Chapter 20. Cost Control

Previously: evals measure correctness. Nothing in the harness caps spend. The $47K agent-loop incident (DEV Community, Nov 2025) was two agents ping-ponging requests for eleven days; alerts fired, no one stopped them. Alerts are not enforcement.

Three cost problems, addressed in rough order of impact.

Caching. The stable prefix of every request — system prompt, tool schemas, early history — is repeated on every turn. Without caching, every turn pays full input-token rates on the same content. Anthropic's explicit caching can reduce cache-read costs by an order of magnitude. OpenAI's implicit caching offers similar savings with less control.

Model routing. Not every turn needs the most capable model. A summarization pass, a classification step, a simple tool-calling turn — these can run on a cheaper model for one-tenth the cost without material quality loss. Production systems that measure before routing typically recover 40–60% of cost.

Hard budgets. Alerts say "you're over." Enforcement says "stop now." A per-session hard cap, enforced in a separate thread so a runaway loop can't avoid it, is the single most important cost-safety primitive. Chapter 5's RetryPolicy capped retry-on-transient-error spend per call; this chapter's BudgetEnforcer caps total session spend. Both defend against the same class of failure — unbounded iteration in a cost-per-call system — at different levels of the stack.

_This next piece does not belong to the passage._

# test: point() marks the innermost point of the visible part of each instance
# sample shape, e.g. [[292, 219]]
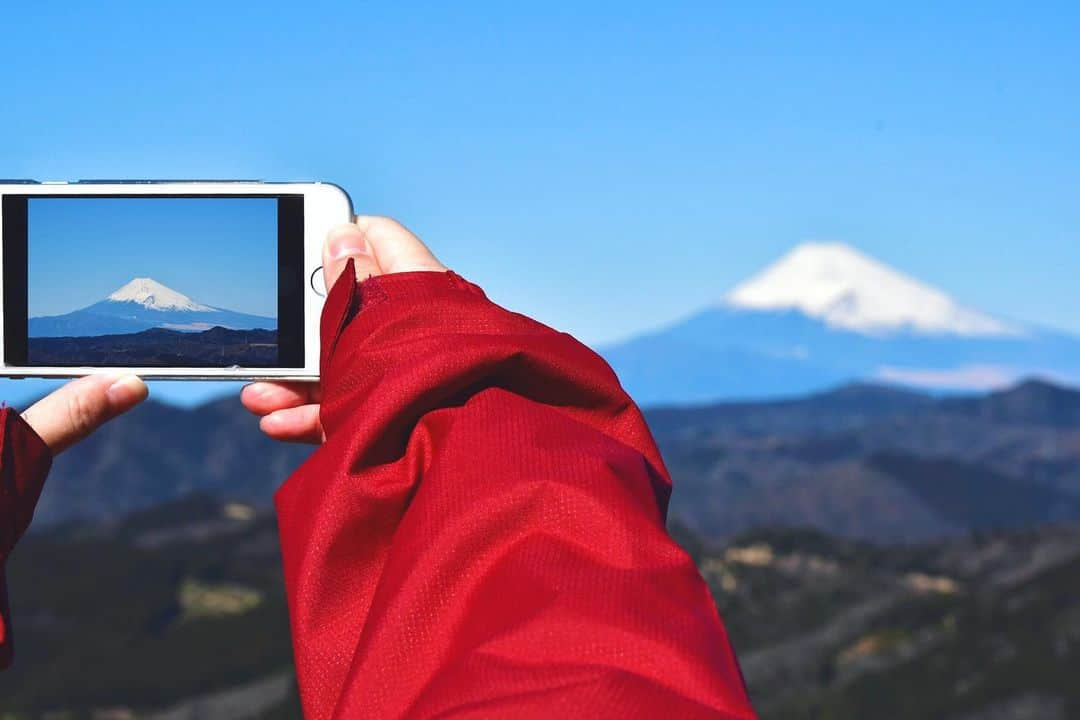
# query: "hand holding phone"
[[377, 246], [169, 280]]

This chapter builds all three.

cached prefix

system + tool schemas + anchors

write: 1.25× base · read: 0.1× base

fresh

latest msgs

model-router

simple → Haiku

complex → Sonnet

hard → Opus

Top: the long stable prefix is cached (amber) and reread cheaply each turn; only the short suffix changes. Bottom: route by task difficulty.

20.1 Anthropic Caching, Concretely

Anthropic's explicit cache_control markers are the powerful case: you tell Anthropic where to cache, and subsequent calls that share that prefix are read at 0.1× input cost (for 5-minute TTL) or 0.1× with 2× write cost (for 1-hour TTL).

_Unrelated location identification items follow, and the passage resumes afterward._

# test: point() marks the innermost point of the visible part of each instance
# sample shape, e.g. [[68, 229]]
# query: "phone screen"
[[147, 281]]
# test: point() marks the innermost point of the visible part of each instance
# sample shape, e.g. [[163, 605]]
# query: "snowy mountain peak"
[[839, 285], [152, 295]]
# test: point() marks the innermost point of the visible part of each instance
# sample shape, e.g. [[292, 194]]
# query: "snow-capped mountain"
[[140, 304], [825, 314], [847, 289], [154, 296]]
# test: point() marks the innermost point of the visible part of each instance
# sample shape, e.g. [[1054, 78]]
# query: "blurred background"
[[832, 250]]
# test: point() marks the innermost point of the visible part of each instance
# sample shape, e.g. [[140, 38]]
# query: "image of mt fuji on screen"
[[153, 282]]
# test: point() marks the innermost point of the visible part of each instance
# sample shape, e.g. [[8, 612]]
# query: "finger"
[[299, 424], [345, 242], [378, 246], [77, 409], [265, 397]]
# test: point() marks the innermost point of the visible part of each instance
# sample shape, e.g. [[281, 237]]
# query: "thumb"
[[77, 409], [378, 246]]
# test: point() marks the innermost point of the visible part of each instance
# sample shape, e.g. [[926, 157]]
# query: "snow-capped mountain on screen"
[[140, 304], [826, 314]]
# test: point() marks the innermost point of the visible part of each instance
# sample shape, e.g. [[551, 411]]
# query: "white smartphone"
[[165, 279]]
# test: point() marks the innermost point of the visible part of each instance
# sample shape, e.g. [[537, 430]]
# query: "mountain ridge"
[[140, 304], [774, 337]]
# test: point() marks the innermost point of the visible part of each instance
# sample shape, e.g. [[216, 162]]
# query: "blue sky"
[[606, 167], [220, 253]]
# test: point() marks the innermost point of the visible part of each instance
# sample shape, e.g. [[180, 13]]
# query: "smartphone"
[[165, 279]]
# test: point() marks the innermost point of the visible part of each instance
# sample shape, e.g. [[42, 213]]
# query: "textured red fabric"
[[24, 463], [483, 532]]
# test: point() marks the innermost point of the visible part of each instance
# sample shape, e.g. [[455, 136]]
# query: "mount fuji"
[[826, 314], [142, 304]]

The catch: 1,024 tokens minimum per cache breakpoint. Below that, cache_control is silently ignored — one of the most-cited gotchas in Anthropic's prompt-caching docs.

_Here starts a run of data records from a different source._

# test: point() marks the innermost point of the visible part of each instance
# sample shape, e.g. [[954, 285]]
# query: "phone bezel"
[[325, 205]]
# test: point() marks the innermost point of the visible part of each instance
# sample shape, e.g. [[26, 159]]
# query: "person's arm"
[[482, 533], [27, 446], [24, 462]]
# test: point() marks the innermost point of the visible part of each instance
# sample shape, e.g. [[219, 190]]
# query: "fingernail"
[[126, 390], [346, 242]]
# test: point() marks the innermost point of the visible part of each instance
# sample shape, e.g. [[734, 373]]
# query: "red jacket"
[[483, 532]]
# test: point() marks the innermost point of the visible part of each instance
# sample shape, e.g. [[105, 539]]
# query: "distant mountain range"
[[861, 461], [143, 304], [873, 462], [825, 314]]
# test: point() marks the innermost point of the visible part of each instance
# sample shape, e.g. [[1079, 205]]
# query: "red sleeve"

Our stable prefix — system prompt plus tool schemas — is often 1500–3000 tokens in this harness, comfortably over the minimum. We add cache_control when we send the request:

# src/harness/providers/anthropic.py (cache-aware addition)

def _to_anthropic_system(system: str | None, use_cache: bool) -> str | list[dict] | None:
    if system is None:
        return None
    if not use_cache:
        return system
    # structured system with cache_control on the last block
    return [{
        "type": "text",
        "text": system,
        "cache_control": {"type": "ephemeral"},  # default TTL: 5 min
    }]


class AnthropicProvider:
    def __init__(
        self,
        model: str = "claude-sonnet-4-6",
        client: Any | None = None,
        cache_enabled: bool = True,
    ) -> None:
        self.model = model
        self.cache_enabled = cache_enabled
        # ... rest

    async def astream(self, transcript, tools):
        kwargs: dict = {
            "model": self.model,
            "max_tokens": 4096,
            "messages": [_to_anthropic(m) for m in transcript.messages],
            "tools": _tools_with_cache(tools, self.cache_enabled),
            "system": _to_anthropic_system(transcript.system, self.cache_enabled),
        }
        # ... rest unchanged


def _tools_with_cache(tools: list[dict], enabled: bool) -> list[dict]:
    if not enabled or not tools:
        return tools
    # Mark the last tool with cache_control; this caches the full tools array
    # up to that point as a single breakpoint.
    result = list(tools)
    result[-1] = {**result[-1], "cache_control": {"type": "ephemeral"}}
    return result

One breakpoint on the tool schemas, one on the system prompt. The messages list itself — user turns, tool results — isn't cached because it changes every turn. What gets cached is the stable prefix.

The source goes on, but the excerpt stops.